A今度書くかもしれない本の打ち合わせをするなかで、ユニークで愛すべき編集者さんが、スコット・ペックの『愛と心理療法』の全訳が出ていることを教えてくれた。 『恋に溺れて女になる』で、私がスコット・ペックの言葉を引用していたことからの流れで。 さっそく購入。 『愛すること、生きること』。 とってもストレートなタイトル。 その第一部、冒頭。 「人生は困難なものである。これは偉大な真実、もっとも偉大な真実のひとつである。

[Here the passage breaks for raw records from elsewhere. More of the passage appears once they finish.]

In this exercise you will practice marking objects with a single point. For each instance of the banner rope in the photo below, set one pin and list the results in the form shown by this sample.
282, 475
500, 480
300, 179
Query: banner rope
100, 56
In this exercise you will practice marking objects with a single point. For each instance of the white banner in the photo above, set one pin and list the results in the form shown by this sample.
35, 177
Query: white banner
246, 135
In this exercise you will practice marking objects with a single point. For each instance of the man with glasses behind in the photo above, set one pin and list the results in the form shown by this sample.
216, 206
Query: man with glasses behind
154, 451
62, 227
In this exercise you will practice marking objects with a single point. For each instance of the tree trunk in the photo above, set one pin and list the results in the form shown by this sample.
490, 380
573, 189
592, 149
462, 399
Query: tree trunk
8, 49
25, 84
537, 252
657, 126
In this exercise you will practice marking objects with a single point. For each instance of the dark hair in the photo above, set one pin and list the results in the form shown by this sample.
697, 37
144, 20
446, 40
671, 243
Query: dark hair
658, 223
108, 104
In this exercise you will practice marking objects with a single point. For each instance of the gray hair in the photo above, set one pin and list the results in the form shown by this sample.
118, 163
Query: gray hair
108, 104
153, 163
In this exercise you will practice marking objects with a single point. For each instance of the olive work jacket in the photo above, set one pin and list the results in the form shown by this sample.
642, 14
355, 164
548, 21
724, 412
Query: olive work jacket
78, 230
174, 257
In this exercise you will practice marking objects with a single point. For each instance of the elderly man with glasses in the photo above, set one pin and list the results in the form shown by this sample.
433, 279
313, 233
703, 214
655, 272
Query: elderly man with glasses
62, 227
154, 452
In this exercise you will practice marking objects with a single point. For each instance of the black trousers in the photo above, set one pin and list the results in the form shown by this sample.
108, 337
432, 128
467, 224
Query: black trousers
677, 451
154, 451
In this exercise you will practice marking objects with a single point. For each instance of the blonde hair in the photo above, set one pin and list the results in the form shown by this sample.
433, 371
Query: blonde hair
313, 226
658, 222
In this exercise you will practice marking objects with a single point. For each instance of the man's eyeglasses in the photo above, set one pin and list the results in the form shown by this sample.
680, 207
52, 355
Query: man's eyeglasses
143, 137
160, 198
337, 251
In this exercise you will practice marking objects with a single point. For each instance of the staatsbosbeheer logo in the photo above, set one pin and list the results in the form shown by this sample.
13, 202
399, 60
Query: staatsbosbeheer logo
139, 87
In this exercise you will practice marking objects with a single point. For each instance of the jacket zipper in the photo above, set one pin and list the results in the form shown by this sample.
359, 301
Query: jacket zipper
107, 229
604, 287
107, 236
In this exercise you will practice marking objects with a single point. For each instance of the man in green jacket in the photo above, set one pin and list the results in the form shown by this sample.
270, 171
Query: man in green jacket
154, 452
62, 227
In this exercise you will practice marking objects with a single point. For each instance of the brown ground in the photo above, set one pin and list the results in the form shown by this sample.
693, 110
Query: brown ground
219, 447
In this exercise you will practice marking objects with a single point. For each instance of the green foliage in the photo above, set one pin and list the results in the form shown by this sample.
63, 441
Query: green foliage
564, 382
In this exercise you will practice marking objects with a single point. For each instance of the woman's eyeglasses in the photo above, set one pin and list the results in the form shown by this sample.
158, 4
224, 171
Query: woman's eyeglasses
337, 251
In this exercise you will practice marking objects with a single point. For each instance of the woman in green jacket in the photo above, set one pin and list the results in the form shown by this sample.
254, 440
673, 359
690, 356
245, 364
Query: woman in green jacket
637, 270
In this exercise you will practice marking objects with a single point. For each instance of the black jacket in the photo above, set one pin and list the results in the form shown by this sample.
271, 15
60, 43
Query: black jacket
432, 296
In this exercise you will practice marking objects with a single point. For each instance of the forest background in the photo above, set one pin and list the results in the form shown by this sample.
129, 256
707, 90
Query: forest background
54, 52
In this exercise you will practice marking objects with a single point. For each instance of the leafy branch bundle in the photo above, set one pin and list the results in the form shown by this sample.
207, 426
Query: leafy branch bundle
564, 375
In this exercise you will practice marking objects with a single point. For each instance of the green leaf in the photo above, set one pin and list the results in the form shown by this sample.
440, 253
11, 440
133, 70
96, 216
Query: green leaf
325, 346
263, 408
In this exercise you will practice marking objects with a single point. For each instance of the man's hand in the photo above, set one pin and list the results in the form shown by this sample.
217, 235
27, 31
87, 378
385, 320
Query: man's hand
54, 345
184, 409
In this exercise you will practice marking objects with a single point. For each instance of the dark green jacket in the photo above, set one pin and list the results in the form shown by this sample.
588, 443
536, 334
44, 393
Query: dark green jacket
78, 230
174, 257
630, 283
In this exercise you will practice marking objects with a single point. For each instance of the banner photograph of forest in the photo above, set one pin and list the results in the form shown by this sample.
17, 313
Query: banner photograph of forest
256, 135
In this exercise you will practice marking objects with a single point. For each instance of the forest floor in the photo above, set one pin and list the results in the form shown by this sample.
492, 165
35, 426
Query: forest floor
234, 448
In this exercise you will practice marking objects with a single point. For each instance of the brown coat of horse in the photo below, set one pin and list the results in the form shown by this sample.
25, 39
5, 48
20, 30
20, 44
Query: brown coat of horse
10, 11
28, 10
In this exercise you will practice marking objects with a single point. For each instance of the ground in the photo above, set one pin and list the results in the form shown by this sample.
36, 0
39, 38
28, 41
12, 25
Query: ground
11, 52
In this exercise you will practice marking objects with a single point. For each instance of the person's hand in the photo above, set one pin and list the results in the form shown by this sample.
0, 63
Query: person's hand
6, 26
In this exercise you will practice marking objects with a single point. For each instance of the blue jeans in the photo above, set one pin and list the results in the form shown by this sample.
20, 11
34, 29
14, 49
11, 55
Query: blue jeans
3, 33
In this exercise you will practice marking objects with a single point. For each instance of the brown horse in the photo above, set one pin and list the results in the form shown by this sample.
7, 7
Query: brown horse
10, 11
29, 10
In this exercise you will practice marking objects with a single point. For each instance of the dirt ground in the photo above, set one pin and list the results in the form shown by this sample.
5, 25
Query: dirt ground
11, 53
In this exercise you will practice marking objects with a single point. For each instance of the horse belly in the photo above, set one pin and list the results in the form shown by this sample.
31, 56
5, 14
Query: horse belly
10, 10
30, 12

」 ここを何度も読んでみて私は、この言葉が実感として自分の中に入っていることに気づいた。 釈迦も言っていることなんだけど、ほんと、そう思う。 人生は困難なもの。 誰もが問題を抱えて、そして誰もがそんななかでひとすじの希望を見ようとしている。 眠る前の読書タイムに少しずつ読み進めている。 昼間読み始めちゃうと原稿が書けなくなるから。 一日が過ぎるのが早すぎて、あれ、気づけば締め切りまで時間がない。 そんな状況にあるから。 すわりっぱなしで腰が痛い。 先日、花を買った。 お花屋さんで目に飛び込んできた青紫のあわあわとした花。 トルコキキョウ。 強烈ではない、ふんわりとして品のよい美しさにみとれた。 こんな美しさがあればいいのに。 『愛すること、生きること』の帯にはこんな言葉が。 精神的成長という“往く人の少ない道”をいかに進むか…… みょうに、惹かれる言葉。